I will have to use the existing washing machine outlet hose but connected to some leftover 20mm electrical conduit with the ribs or even PVC to get it to snake about 6m to a drain. 
Is there an issue with wearing the pump out by it having to push 6m instead of 2?

----------


## commodorenut

The pump is designed to cope with pumping the water up to the height just above the bowl, then gravity (and siphon) assists the rest of the way.   As long as the water is travelling downhill and the outlet is lower than that point on the back of the machine, you're not affecting the pump.  
For most of the last 23 years, I've run a 12m hose out onto the back lawn - the last 3m of it peppered with holes.  I've had to replace it several times due to UV breakdown, and other "accidents."   
I move it around to evenly water the lawn.  The only times we haven't run it, is when we've had a week of rain, and the ground is already saturated.  I have it hooked up at the trough socket in the laundry, but instead of going down into the drain, I run the hose down to floor level in the laundry, then out onto the back verandah (higher than the yard) and then out onto the grass.  I am careful not to go uphill, nor coil it back on itself - so it's a smooth passage for the water (and gravity helps draw the siphon). 
We ran the same washing machine for 21 of those 23 years, and it's failure became mechanical, in the reversing solenoid/mechanism.  Pump is still good.  New machine is running the same hose setup too. 
As far as lint, After 4-5 loads on a weekend, I find enough lint at the end of the pipe to probably fill say an average egg, but not tightly packed.  You could squeeze it down to a ball the size of a cherry.
The lint is obviously worse with towels and fleecy clothes, whilst business shirts & underwear produce hardly anything.  
I like the idea of a sock, or even some flyscreen mesh, as long as the surface area allows enough remaining flow once it starts to fill with lint. 
The hose I use is the same internal diameter as the OEM washing machine hose.  I wouldn't go any smaller, as that could result in back pressure on the pump.  Bigger is fine though. 
Oh - all of this was "approved" by my father, who, in a previous career, repaired washing machines.

----------


## DaleBlack

> The pump is designed to cope with pumping the water up to the height just above the bowl, then gravity (and siphon) assists the rest of the way.   As long as the water is travelling downhill and the outlet is lower than that point on the back of the machine, you're not affecting the pump.  
> For most of the last 23 years, I've run a 12m hose out onto the back lawn - the last 3m of it peppered with holes.  I've had to replace it several times due to UV breakdown, and other "accidents."   
> I move it around to evenly water the lawn.  The only times we haven't run it, is when we've had a week of rain, and the ground is already saturated.  I have it hooked up at the trough socket in the laundry, but instead of going down into the drain, I run the hose down to floor level in the laundry, then out onto the back verandah (higher than the yard) and then out onto the grass.  I am careful not to go uphill, nor coil it back on itself - so it's a smooth passage for the water (and gravity helps draw the siphon). 
> We ran the same washing machine for 21 of those 23 years, and it's failure became mechanical, in the reversing solenoid/mechanism.  Pump is still good.  New machine is running the same hose setup too. 
> As far as lint, After 4-5 loads on a weekend, I find enough lint at the end of the pipe to probably fill say an average egg, but not tightly packed.  You could squeeze it down to a ball the size of a cherry.
> The lint is obviously worse with towels and fleecy clothes, whilst business shirts & underwear produce hardly anything.  
> I like the idea of a sock, or even some flyscreen mesh, as long as the surface area allows enough remaining flow once it starts to fill with lint. 
> The hose I use is the same internal diameter as the OEM washing machine hose.  I wouldn't go any smaller, as that could result in back pressure on the pump.  Bigger is fine though. 
> Oh - all of this was "approved" by my father, who, in a previous career, repaired washing machines.

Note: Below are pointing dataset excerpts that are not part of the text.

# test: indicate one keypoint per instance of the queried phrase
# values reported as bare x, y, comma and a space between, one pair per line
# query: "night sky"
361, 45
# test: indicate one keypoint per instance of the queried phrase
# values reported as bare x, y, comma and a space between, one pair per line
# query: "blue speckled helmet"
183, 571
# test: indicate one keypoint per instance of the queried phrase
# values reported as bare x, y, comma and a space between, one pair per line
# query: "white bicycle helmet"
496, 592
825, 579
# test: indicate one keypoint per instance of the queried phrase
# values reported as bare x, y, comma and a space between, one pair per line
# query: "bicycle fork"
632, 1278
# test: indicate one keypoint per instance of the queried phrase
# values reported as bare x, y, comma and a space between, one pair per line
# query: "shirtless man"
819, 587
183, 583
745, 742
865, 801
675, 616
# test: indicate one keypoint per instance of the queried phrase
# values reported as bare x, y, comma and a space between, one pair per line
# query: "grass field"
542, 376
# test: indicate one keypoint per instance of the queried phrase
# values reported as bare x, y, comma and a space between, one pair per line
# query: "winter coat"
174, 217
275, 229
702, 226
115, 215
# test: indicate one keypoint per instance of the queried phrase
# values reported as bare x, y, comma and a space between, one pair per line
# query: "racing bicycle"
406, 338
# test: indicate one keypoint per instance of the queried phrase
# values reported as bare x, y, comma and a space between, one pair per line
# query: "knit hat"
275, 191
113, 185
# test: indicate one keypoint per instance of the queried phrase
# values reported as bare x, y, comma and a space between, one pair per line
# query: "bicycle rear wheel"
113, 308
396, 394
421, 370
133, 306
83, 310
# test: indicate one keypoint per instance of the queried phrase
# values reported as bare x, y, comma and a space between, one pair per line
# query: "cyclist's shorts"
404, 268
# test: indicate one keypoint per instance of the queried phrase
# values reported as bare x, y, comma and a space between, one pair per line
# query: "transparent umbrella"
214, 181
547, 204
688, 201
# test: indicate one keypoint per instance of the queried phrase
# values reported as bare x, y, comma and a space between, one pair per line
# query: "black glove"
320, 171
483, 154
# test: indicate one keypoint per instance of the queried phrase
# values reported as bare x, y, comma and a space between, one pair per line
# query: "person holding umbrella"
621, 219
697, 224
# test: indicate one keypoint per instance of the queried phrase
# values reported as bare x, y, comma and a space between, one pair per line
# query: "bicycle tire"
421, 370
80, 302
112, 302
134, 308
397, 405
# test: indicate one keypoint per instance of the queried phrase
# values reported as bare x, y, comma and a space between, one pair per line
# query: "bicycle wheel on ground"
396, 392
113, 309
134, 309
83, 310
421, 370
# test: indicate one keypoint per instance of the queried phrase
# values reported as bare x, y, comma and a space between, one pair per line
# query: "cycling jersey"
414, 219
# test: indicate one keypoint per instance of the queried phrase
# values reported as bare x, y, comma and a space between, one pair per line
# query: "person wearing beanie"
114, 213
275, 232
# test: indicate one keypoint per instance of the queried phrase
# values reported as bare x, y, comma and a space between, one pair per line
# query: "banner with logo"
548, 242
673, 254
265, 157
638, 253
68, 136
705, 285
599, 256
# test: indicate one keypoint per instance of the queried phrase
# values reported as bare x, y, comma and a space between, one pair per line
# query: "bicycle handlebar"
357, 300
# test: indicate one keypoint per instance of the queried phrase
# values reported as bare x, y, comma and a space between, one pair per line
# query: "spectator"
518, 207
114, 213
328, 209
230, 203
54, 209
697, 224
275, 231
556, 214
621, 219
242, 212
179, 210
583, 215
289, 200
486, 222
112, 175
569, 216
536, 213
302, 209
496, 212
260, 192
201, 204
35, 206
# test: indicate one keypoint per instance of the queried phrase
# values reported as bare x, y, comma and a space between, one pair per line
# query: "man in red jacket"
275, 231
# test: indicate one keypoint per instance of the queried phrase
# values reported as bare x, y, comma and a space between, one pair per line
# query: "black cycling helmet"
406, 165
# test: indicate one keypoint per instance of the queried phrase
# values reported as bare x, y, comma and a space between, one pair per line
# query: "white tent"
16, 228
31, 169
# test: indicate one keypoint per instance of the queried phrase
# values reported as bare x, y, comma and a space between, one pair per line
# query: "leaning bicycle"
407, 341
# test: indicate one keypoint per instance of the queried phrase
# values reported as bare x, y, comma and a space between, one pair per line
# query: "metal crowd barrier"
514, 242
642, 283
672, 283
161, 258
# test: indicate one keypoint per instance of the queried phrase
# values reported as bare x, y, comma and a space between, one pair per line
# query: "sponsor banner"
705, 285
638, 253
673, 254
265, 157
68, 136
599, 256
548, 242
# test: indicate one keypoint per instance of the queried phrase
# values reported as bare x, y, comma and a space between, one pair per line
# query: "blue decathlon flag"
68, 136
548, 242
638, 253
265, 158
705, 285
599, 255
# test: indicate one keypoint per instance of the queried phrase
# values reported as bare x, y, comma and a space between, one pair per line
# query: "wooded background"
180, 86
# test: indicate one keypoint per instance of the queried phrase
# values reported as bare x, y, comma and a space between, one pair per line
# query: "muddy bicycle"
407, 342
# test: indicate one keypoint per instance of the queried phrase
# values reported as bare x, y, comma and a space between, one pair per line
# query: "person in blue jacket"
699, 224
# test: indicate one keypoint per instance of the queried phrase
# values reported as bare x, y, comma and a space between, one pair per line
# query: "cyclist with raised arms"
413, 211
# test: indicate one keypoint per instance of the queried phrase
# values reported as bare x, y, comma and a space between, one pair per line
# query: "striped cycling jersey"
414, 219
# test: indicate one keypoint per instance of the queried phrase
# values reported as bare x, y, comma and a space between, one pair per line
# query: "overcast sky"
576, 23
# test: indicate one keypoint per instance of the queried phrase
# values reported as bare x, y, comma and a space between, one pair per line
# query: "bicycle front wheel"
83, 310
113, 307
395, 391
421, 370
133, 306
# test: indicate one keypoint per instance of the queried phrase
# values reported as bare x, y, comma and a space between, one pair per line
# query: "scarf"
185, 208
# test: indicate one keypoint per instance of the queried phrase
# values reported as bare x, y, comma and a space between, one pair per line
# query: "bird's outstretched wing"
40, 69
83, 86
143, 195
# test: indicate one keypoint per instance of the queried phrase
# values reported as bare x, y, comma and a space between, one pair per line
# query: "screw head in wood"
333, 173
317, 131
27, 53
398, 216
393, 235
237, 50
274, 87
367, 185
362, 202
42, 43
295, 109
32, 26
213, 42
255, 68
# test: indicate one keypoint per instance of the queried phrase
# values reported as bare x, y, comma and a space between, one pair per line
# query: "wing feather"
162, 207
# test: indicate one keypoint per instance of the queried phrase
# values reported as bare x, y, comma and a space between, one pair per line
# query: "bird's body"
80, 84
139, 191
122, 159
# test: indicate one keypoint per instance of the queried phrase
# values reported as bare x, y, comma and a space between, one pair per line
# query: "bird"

  great information thankyou

----------


## DaleBlack

So its connected in the patio now, initially i turned the drain hose at the bottom of the unit from facing up to the side and then around the unit and down to the drain in the patio. As it was filling it was also draining! 
something to do with a Siphon issue? anyway i returned it to how its normally setup, drain 90 degree plastic end at the bottom of the unit faces straight up, goes up and then back down and then across to the drain hole. 
I have used a stocking doubled over as a filter , ziptied on and it seems to be working, 2 loads have been run through it. The unit I have also has two lint collectors inside the tub   https://www.poweraussie.com/products...yABEgIuS_D_BwE 
so cleaning them out every second wash helps.

----------


## commodorenut

Yes, the outlet hose has to go up higher than the highest point of the bowl, otherwise the first bit of sufficient water that gets into it will quickly siphon the rest out of the bowl. 
Can't say I've ever seen the lint filters in the new machine (it's an LG) but I'm not allowed to touch it.... well, unless the wifi connection needs re-booting.... but it still lets some lint out of the pipe, so your stocking idea is perfect.

----------


## DaleBlack

The stocking worked but became clogged with lint at the bottom, causing a backup on the flow such that i had a problem with the rinse function again whereby it kept running out as quick as it was filling.
At least that was what someone told me when i described the rinse issue. I cut off the bottom of the stocking tonight and below you can see how much lint there is below, lint aside the full cycle passed with no rinse issues with a open flow.       
totally clogged the only reason any water came out was because you can see above I left about 100mm of stocking and this buildup was in the bottom. It also answers my question of whether lint is all caught in the machines lint filters or does some run out via the drainage pipe. Normally these are connected in laundries to the actual drain system so I am surprised more drains are not clogged with this stuff, but they get installed and run for years so I suppose not.
 The buildup was about 10 days worth and maybe 5-8 loads. 
I am running it through a colander for now , bigger holes then the stocking, as I still dont want this lint blocking up the soakwells under the patio.

----------